It’s that time of year when a sports fan should be very excited. Spring is the time of year when things in the sports world really get cranked up. You have March Madness starting, NASCAR has just begun its long season, the hockey playoffs are about to begin and baseball is in spring training with opening day just days away.
It’ll soon be time to change the toner in the copy machine as the NCAA Basketball Tournament and its field of 68 teams will soon be announced, which means everyone in the office will be copying brackets for the office pool. Who will be the next national champion? Who will be this year’s Cinderella story?
Gonzaga made an impressive run to 29-0 and a No. 1 ranking before losing its first game on Feb. 25. There have been only seven teams in NCAA history to accomplish the incredible feat of a perfect season. They are as follows:
* 1955-56 San Francisco Dons. Went 25-0 and won the NCAA title. The Dons played in the 25-team NCAA Tournament and beat UCLA, Utah, SMU and finally Iowa. All wins are by double digits..
* 1956-57 North Carolina Tar Heels. Went 32-0 and won the NCAA title. Maybe the most overlooked dominant team in the history of the sport. The Tar Heels, coached by Frank McGuire, were led by Lennie Rosenbluth's 28.0 points per game and Pete Brennan's 10.4 boards average
* 1963-64 UCLA Bruins. Went 30-0 and won the NCAA title. The group that became the first national champion of the 10 John Wooden would coach.
* 1966-67 UCLA Bruins. Went 30-0 and won the NCAA title. These Bruins would go undefeated with first-year-eligible player, sophomore Lew Alcindor (Kareem Abul-Jabbar).

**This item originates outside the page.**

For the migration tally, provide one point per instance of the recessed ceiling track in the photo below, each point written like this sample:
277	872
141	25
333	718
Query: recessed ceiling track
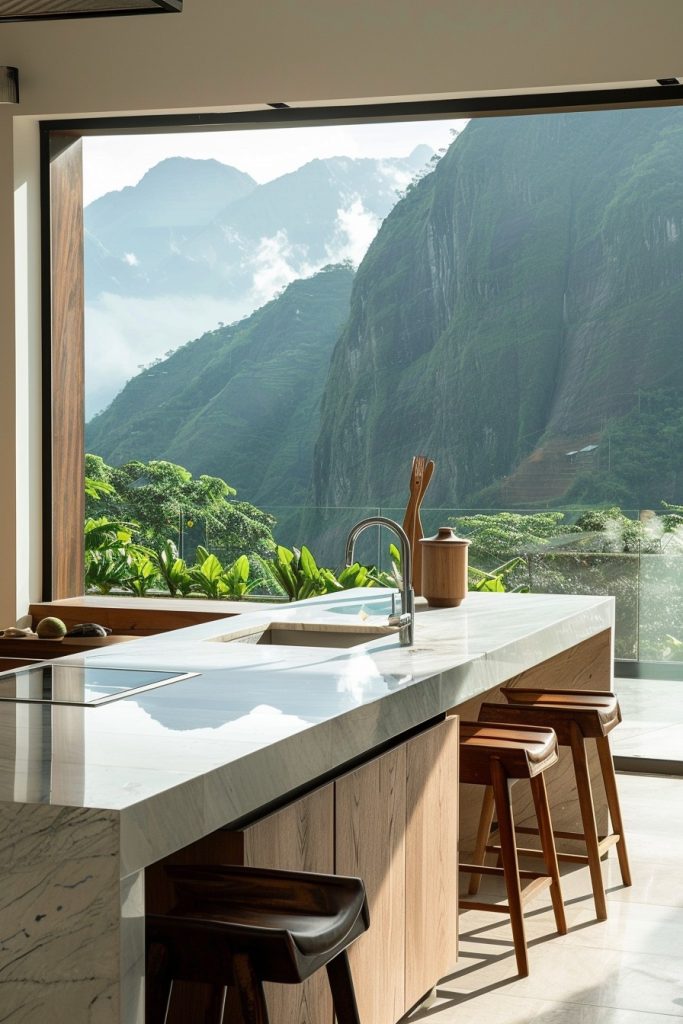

* 1971-72 UCLA Bruins. Went 30-0 won the NCAA title. They averaged 32 points in win margin.
* 1972-73 UCLA Bruins. Went 30-0 and won the NCAA title. Another 25-team tournament, this ending is famous for featuring what many consider to be the best performance in a college basketball game -- ever.
* 1975-76 Indiana Hoosiers. Went 32-0 and won the NCAA title. This was the last team to go wire-to-wire without losing a game.

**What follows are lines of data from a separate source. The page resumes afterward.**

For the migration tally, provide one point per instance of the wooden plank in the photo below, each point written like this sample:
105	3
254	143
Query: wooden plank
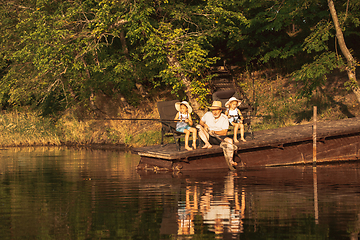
267	138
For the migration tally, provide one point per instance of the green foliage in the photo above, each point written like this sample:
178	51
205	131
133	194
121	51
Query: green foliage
57	54
313	75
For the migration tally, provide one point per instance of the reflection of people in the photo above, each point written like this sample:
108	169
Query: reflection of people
235	117
214	126
184	110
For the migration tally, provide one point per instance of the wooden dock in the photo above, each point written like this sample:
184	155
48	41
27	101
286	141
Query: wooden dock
336	141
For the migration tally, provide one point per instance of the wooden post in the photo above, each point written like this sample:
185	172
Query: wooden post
314	135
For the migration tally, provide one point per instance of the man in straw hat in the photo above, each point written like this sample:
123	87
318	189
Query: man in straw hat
214	126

In the past, we’ve seen teams like the George Mason Patriots and the LSU Tigers, double-digit seeds, make the Final Four, which is in Glendale, Ariz. this year. Will anyone be the wearer of the glass slipper this year? It will be interesting to see if a mid-major school can make a run to the Final Four. Americans love to root for the underdog, and it’ll be fun to see if there’s a few David’s in the field to root for against the Goliaths.
This has been a down year for college basketball in Louisiana. Of the 12 NCAA Division I basketball playing schools in the state, only three had winning records through mid-February. Louisiana Tech at 18-8 was in second place in Conference USA behind the Middle Tennessee Blue Raiders, who were 22-4 under coach Kermit Davis.
The biggest disappointment of the year has to be Johnny Jones’ LSU Tigers. After failing to make the NCAA Tournament last season with Ben Simmons, who was the No.1 overall pick in the NBA draft last year, LSU is suffering through a miserable season on the hardwood. The Tigers have won only one Southeastern Conference game, and have looked non-competitive in most games. I, like most LSU fans, have forgotten about basketball and have turned my focus to LSU Baseball.
I think it’s time for LSU Athletics Director Joe Alleva, who came to Baton Rouge from a place that knows all about winning basketball – Duke University, to make a change. LSU Basketball isn’t relevant anymore. No one shows up for games, and who can blame fans for not wanting to watch bad basketball played by a poorly coached team that appears to be just out on the court playing a “pick-up” game at the local gym.
If I were in Alleva’s position, I would be on the phone with MTSU’s Kermit Davis. Davis spent five seasons as an assistant at LSU from 1997-2002 before he got the job with the Blue Raiders. In his 15 seasons in beautiful Murfreesboro, Tenn., Davis has won 63 percent of his games and has never had a losing season. In the last six seasons, five of his teams have won 20-plus games. The one team that didn’t win at least 20, won 19. Last year in the first round of the NCAA Tournament as a No. 15 seed, Middle Tennessee upset No. 2 seed Michigan State, 90–81. For me, firing Jones and hiring Davis is a no-brainer.
My suggestion for you is to put off any work around the house, grab the chips and dip, throw some burgers on the grill, pop open an ice cold beverage and become a full-fledged couch potato so you can fully enjoy this great time of year!